The Corner

Tough Days for The One

From Susan Vigilante:

The Frustration of Barack O’B.

(with apologies to Robert W. Serivce)

There’s strange things done on a White House Run by the fellows who would be elected,

The campaign trail has it secret tales that could make half of us disaffected.

Desperate Irish Housewife  has seen some queer sights, but the queerest she ever did see

Was one frosty, cold night in the northern moonlight : she bumped into Barack O’B.

He had no Armani, no Prius, no Streisand,

And no Secret Service detail,

But he drove a dogsled and he wore a fur coat —

The kind only Michelle would buy retail.

“Barack,” Desperate cried, “whatcha doing out here?

Hawaiians don’t make good dog-sledders!”

“It’s that new girl,” he growled, as the Malamutes howled,

“I’ve just got to make voters forget her!”

“I’ve slipped in the polls since that Palin gal spoke,

And my mojo I’ve got to recharge.

So I bought me this sled an these dogs and this coat

And these earmuffs in size extra-large.

So now I look rugged and real, don’t you see?

A regular Admiral Peary!

Undecideds will all now come flocking to me

And I’ll take back the world blogosphere-y!

If it’s Yukon they want then it’s Yukon they’ll get

I’ll show them I’m no city slicker!

I’ll have moose, I’ll have wolves, I’ll have Great Northern Loons

All on my next bumper sticker!

Then I’ll give ‘em a speech.  You know, more hope-and-change.

They’ll forget all about ‘Miss -McCain’s- Pick!’

I’ll send her right back to the cold Wasatch Range–

Hey, do you know if sea lions wear lipstick?”

 

Now things get mighty queer in Election year

And the strongest men’s judgement gets hazy.

But this candidate’s panic was so un-messianic

I feared the poor guy had gone crazy.

“It isn’t the wolves or the loons,” Desperate said,

“It’s the heart, and the brains.  She’s a keeper.”

Barack shook his head, and to himself said,

“What I need is a prettier veeper.”

Then the load on his sled seemed to move!  And it said,

“I told you, you shouldn’t’ have picked me.”

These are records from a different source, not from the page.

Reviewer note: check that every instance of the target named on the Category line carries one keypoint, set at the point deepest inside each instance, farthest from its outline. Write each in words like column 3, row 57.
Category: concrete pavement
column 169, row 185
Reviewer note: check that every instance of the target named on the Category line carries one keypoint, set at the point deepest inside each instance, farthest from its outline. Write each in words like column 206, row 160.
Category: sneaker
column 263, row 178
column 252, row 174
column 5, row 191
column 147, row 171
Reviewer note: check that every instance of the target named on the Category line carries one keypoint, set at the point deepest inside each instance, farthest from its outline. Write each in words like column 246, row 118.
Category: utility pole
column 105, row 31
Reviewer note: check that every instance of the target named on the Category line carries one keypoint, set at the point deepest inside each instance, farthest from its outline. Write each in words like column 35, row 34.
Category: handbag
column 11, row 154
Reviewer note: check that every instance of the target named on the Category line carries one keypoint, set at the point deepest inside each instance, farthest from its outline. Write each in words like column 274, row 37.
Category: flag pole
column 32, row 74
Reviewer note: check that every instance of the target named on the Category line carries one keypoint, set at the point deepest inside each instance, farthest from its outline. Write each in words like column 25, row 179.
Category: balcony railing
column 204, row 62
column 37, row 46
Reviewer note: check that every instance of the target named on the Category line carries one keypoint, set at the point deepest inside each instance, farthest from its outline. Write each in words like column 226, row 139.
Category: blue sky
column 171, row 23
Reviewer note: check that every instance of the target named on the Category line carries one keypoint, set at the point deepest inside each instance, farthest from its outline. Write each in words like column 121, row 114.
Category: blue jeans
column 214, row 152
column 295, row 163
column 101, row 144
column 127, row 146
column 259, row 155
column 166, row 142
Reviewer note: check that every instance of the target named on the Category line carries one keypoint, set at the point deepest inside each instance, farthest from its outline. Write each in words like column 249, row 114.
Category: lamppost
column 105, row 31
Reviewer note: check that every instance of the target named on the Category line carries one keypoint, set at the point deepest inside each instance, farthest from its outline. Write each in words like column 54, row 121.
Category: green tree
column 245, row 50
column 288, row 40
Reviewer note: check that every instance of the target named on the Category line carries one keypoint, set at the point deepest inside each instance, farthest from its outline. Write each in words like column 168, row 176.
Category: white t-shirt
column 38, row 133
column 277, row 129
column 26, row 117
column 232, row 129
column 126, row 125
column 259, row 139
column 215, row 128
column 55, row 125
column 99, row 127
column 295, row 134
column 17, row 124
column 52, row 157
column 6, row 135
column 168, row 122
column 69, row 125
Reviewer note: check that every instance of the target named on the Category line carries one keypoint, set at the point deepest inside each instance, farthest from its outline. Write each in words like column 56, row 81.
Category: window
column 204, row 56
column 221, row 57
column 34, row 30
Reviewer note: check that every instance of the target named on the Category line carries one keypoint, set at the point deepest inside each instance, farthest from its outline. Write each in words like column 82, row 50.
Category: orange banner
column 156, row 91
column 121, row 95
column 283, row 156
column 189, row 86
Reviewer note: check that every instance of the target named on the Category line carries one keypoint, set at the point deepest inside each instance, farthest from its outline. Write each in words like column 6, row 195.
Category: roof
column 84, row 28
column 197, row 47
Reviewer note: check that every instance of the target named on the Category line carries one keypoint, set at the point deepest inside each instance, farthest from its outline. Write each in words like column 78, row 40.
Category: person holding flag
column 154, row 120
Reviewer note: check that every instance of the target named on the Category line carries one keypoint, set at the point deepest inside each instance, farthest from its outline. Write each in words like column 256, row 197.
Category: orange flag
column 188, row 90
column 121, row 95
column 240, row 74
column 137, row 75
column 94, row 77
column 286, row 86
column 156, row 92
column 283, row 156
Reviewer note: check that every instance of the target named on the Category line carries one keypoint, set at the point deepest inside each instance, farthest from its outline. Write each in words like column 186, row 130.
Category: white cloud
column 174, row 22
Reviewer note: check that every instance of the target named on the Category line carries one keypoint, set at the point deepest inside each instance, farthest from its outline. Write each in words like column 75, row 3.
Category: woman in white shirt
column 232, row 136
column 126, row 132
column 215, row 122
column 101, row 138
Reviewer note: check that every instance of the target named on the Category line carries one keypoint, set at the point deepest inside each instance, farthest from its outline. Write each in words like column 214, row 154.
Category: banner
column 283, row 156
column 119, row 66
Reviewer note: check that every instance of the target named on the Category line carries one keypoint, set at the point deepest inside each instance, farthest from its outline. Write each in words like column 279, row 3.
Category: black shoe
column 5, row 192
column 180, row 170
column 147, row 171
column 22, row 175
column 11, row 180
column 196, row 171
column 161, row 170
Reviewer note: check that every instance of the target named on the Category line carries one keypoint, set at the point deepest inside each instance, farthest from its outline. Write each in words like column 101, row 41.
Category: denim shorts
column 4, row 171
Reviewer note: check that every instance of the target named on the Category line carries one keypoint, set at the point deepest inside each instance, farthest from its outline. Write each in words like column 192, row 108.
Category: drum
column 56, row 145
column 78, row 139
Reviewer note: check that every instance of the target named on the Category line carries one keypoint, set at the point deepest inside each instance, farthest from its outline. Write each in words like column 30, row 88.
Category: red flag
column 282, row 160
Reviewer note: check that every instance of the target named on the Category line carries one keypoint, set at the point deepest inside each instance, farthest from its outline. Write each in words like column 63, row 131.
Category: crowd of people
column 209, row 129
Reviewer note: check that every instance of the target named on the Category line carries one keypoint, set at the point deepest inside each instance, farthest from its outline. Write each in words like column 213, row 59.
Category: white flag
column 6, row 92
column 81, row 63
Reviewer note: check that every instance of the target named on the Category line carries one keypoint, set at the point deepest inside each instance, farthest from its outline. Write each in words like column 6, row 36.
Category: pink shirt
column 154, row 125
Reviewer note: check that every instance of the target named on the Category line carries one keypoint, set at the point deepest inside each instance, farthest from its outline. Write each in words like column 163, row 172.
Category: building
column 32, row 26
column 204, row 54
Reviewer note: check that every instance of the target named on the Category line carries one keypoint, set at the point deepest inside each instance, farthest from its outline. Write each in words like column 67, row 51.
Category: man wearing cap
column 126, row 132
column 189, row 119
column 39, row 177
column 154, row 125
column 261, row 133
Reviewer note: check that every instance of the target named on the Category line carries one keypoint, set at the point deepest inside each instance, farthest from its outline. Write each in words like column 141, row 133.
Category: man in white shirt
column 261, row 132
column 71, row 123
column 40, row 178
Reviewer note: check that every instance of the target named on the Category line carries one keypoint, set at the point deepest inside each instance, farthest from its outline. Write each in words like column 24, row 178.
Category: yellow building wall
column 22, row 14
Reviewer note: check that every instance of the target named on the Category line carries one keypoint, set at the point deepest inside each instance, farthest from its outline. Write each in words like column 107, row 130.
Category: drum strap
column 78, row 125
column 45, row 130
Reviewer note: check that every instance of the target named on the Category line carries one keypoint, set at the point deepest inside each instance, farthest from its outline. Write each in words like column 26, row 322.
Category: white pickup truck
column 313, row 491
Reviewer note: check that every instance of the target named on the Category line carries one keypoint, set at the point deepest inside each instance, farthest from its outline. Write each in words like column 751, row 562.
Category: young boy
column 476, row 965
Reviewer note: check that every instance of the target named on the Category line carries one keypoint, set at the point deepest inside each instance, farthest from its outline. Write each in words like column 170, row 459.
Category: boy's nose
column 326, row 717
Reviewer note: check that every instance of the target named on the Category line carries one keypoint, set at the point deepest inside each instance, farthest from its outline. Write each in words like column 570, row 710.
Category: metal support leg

‘Joe, you just need a fire,” said Barack in tones dire.

Joe shrugged. ”Fine.   Just don’t try to lipstick me.”

Then Barack shouted, “Mush!” And all in a rush

The dogs took off over the tundra.

DIH shook her head, and to no one she said,

“The pressure this country is under!”

There’s strange things done on a White House Run by the fellows who would be elected,

The campaign trail has it secret tales that could make half of us disaffected.

Desperate Irish Housewife  has seen some queer sights, but the queerest she ever did see

Was one frosty, cold night in the northern moonlight : she bumped into Barack O’B.